Emerging evidence has demonstrated that SNPs located in non-coding regions may be used as susceptibility factors to several diseases. Scott et al. reported that SNPs adjacent to the lncRNA ANRIL were associated with increased risks of type 2 diabetes . The viewpoint was also confirmed by a separate study, which reported that distinct SNPs in the lncRNA ANRIL locus were associated with susceptibility to coronary artery disease and atherosclerosis . Further characterization of the identified polymorphisms showed that SNPs can disrupt ANRIL splicing, leading to a circular transcript that is resistant to RNase digestion . The circularized transcripts have effect on ANRIL normal function and influence INK4/ARF expression. Other evidence is from the recent study of leukemia and CRC which identified both germline and somatic mutations in lncRNA genes . Recently, a novel lncRNA, named PRNCR1, has been discovered and was reported to be up-regulated in prostate cancer . SNPs in the lncRNA PRNCR1 gene might influence the predicted secondary structure of PRNCR1 mRNA, alter the stability of the lncRNA PRNCR1 or the mRNA conformation, and result in the modification of its interacting partners . Since the lncRNA PRNCR1 located in 8q24 which was a susceptibility locus to CRC [2–17, 59], we hypothesized that SNPs in this region may have roles in the development of CRC. Our findings confirmed our hypothesis. We found that tag SNPs in the lncRNA PRNCR1 may be a protective factor against CRC, suggesting that SNPs in lncRNA may be involved in the tumorigenesis of CRC. Although Chung and colleague’s report suggested that the lncRNA PRNCR1 was associated with prostate carcinogenesis and may play a role through the regulation of androgen receptor (AR) transactivation activity , no report investigated the relationship between the region 2 of 8q24 and CRC risk. Moreover, there were reports suggested that AR also participated in the pathologic process of CRC through TGFβ pathway [60, 61]. In this study, we found that the rs1456315 was also associated with clinical features of CRC, which was consistent with the report by Chung et al. .
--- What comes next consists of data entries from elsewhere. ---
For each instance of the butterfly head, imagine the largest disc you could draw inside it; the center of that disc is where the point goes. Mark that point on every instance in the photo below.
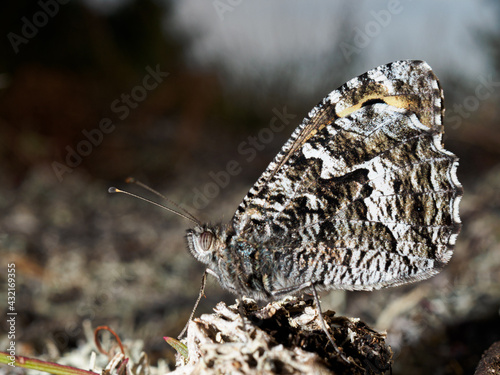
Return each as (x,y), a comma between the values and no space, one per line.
(205,243)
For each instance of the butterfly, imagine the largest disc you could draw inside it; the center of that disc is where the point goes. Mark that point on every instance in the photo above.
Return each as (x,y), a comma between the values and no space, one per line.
(362,196)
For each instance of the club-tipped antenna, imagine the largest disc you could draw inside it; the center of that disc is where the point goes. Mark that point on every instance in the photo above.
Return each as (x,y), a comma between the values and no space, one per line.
(132,180)
(188,216)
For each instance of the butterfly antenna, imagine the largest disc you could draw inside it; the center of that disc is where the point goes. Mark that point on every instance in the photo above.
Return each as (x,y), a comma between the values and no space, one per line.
(131,180)
(188,217)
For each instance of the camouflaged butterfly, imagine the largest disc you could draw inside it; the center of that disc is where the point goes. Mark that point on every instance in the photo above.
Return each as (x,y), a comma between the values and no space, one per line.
(362,196)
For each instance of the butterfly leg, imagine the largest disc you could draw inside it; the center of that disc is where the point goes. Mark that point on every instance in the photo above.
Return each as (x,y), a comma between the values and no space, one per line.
(325,328)
(202,291)
(310,286)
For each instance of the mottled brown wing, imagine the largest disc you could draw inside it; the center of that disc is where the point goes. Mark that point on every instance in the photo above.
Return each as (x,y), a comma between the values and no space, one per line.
(363,195)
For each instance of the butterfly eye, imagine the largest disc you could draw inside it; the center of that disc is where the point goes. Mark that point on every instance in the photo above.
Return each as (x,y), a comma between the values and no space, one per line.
(206,240)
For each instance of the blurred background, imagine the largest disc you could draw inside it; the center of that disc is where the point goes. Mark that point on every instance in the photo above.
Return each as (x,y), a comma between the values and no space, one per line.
(94,91)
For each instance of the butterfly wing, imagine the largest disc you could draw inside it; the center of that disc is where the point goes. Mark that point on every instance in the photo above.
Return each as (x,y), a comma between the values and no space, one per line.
(363,195)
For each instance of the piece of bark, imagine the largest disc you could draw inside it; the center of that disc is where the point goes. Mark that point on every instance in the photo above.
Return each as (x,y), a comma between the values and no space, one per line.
(282,337)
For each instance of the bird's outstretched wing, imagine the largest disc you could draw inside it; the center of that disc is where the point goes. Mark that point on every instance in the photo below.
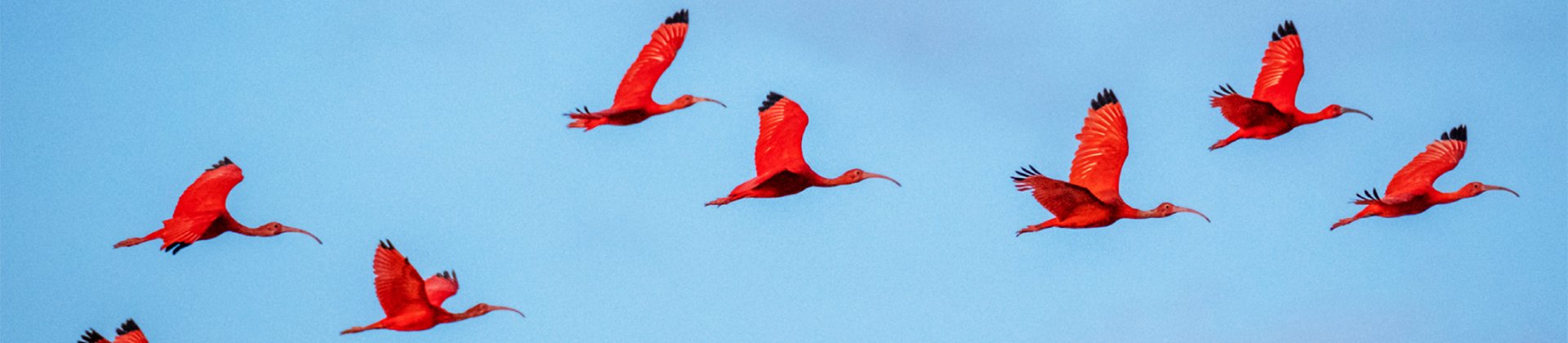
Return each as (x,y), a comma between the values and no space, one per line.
(1058,196)
(1283,69)
(1102,149)
(1244,112)
(203,203)
(1440,157)
(778,141)
(93,337)
(637,87)
(129,332)
(397,283)
(439,287)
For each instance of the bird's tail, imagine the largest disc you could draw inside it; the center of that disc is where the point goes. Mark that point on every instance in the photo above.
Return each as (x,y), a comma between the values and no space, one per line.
(584,119)
(136,240)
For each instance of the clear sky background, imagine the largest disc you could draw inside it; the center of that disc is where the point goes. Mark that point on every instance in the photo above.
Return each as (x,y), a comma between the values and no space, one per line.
(439,127)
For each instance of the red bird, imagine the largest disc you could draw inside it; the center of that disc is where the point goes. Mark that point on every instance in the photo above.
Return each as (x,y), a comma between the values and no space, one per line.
(1411,190)
(1272,110)
(203,215)
(634,100)
(410,303)
(127,332)
(782,167)
(1092,196)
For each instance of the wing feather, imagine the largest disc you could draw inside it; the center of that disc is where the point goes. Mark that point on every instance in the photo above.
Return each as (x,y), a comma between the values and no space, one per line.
(637,87)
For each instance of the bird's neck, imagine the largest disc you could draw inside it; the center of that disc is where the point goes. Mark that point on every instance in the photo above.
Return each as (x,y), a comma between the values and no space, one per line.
(664,109)
(449,317)
(845,179)
(1446,198)
(1308,118)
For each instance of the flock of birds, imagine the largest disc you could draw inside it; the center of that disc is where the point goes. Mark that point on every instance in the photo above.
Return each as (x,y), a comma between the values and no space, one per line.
(1090,196)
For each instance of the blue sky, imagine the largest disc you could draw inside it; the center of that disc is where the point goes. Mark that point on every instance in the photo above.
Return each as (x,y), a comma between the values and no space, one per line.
(438,127)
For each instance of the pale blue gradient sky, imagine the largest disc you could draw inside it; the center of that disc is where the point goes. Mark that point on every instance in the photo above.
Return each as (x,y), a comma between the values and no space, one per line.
(438,127)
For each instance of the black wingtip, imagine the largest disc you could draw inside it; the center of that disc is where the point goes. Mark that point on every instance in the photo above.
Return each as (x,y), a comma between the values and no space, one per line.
(91,337)
(1457,133)
(225,162)
(1288,29)
(1106,97)
(127,327)
(773,97)
(678,18)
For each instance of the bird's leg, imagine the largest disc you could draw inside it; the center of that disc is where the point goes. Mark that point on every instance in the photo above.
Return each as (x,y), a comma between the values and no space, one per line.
(722,201)
(363,327)
(1227,141)
(136,240)
(1036,228)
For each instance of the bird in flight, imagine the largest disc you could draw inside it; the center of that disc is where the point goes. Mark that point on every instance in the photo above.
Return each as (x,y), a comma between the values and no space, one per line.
(1272,110)
(782,167)
(1092,196)
(634,100)
(201,213)
(412,303)
(1411,190)
(127,332)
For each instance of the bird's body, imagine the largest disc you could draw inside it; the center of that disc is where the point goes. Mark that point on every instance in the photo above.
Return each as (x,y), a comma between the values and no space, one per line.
(127,332)
(1092,196)
(1272,110)
(1410,191)
(203,213)
(782,167)
(412,303)
(634,99)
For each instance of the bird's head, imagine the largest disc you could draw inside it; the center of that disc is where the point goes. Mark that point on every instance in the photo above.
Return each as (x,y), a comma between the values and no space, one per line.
(687,100)
(1165,209)
(272,229)
(480,309)
(852,176)
(1339,110)
(1476,189)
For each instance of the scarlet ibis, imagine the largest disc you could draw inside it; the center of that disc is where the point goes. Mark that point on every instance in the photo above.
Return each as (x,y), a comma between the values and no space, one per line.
(203,215)
(782,167)
(1411,190)
(1272,110)
(634,100)
(412,303)
(127,332)
(1092,196)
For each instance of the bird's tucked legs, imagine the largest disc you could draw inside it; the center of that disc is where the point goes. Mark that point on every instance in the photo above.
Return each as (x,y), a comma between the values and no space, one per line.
(361,329)
(1036,228)
(722,201)
(132,242)
(1346,221)
(1227,141)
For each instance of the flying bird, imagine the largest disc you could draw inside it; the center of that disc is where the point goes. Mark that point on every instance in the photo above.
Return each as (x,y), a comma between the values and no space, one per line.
(1272,110)
(1092,196)
(1411,190)
(412,303)
(634,100)
(127,332)
(203,215)
(782,167)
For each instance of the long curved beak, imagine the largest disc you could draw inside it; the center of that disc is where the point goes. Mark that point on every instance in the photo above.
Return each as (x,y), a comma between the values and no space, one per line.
(880,176)
(1194,212)
(1499,189)
(313,237)
(1352,110)
(705,99)
(502,307)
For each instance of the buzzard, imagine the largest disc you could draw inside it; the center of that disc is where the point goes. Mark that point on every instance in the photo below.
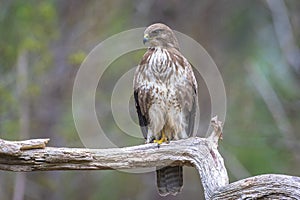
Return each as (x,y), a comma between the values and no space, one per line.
(165,93)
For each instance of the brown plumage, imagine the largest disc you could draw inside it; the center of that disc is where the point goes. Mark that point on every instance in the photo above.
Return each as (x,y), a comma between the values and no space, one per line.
(165,93)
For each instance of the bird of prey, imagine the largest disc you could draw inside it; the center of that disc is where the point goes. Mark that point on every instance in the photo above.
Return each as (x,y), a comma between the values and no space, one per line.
(165,93)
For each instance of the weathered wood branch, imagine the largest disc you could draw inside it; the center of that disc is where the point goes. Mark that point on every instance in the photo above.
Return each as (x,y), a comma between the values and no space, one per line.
(201,153)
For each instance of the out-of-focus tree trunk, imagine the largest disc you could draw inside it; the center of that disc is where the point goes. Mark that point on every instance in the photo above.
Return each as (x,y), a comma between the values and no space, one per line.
(22,89)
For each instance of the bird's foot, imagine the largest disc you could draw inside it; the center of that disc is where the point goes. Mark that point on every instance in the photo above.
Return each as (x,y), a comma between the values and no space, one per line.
(162,139)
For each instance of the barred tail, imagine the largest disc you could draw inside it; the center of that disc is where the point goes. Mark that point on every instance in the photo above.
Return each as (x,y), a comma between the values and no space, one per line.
(169,180)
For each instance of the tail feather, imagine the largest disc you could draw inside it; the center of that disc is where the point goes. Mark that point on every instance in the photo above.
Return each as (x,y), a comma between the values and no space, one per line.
(169,180)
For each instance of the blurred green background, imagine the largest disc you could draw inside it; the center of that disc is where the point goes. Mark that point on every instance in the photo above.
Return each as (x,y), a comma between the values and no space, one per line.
(255,45)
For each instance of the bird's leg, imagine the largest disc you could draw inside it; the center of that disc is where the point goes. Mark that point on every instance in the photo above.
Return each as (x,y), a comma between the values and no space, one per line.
(162,139)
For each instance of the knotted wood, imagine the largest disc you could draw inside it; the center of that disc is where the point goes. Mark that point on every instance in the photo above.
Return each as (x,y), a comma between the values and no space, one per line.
(201,153)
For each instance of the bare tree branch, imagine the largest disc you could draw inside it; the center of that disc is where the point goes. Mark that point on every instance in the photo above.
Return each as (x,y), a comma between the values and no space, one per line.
(201,153)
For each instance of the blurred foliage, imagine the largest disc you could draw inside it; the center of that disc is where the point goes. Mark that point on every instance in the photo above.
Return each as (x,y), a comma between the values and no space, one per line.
(261,130)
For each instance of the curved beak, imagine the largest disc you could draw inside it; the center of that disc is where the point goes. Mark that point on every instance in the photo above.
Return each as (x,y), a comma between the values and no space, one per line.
(146,38)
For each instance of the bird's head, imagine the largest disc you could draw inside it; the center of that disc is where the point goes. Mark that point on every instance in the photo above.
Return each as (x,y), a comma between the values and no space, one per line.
(160,35)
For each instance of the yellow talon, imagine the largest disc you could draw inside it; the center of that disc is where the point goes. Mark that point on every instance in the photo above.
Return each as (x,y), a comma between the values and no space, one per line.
(162,139)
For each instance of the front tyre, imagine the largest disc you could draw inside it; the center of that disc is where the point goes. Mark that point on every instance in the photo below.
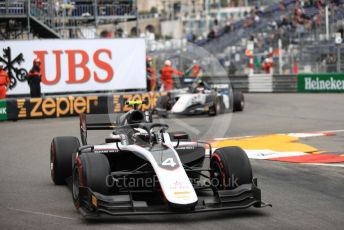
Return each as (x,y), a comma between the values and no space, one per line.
(61,151)
(239,101)
(230,168)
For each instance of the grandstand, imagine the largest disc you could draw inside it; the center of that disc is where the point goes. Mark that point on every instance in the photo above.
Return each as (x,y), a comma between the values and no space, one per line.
(22,19)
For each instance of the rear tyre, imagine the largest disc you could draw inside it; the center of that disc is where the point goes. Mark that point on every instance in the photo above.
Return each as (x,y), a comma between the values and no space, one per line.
(239,101)
(181,132)
(215,108)
(230,168)
(61,151)
(91,170)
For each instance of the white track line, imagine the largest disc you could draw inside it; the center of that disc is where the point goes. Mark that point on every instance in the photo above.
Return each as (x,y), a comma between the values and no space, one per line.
(325,164)
(42,214)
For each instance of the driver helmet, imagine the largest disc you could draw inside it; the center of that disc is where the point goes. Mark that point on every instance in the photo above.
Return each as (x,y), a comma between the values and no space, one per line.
(168,63)
(36,61)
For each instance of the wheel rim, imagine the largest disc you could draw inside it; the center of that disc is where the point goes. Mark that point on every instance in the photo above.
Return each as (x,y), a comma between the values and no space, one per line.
(242,104)
(76,183)
(217,174)
(218,108)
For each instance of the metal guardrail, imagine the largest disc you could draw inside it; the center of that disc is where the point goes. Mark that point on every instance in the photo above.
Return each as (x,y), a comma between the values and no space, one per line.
(12,8)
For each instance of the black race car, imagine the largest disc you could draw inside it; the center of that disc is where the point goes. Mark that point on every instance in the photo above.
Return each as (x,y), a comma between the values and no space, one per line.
(141,168)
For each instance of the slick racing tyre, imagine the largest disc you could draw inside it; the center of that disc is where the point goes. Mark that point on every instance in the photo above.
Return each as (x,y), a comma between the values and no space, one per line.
(230,168)
(61,151)
(239,101)
(171,134)
(91,170)
(215,108)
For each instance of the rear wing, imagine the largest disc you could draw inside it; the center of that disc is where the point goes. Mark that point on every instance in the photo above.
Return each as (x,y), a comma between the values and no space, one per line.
(95,122)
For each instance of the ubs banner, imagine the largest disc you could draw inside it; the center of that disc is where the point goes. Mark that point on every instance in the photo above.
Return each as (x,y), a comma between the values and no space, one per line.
(329,82)
(62,106)
(76,65)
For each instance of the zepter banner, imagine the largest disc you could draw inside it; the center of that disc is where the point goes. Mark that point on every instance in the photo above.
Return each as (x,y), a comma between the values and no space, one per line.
(76,65)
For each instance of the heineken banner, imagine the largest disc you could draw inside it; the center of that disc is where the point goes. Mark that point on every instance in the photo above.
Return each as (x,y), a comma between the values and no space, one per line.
(324,82)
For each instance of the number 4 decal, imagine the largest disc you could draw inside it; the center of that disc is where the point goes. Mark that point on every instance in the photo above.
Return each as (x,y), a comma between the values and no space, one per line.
(169,162)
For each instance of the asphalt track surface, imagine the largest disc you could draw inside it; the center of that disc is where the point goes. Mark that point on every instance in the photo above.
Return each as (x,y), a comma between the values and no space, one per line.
(303,196)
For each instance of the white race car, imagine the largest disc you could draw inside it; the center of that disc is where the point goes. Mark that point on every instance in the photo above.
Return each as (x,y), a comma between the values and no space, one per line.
(200,98)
Although we detected the association between SNPs in lncRNA and CRC, there were limitations needed to be mentioned in our study. One is that the follow-up information is blank, which limited our further analysis on the association between SNPs in lncRNA and CRC prognosis. Another is that the study subjects are all ethnic Han Chinese, and the sample size is moderate. Further large-scale studies in different populations, therefore, still need to be done.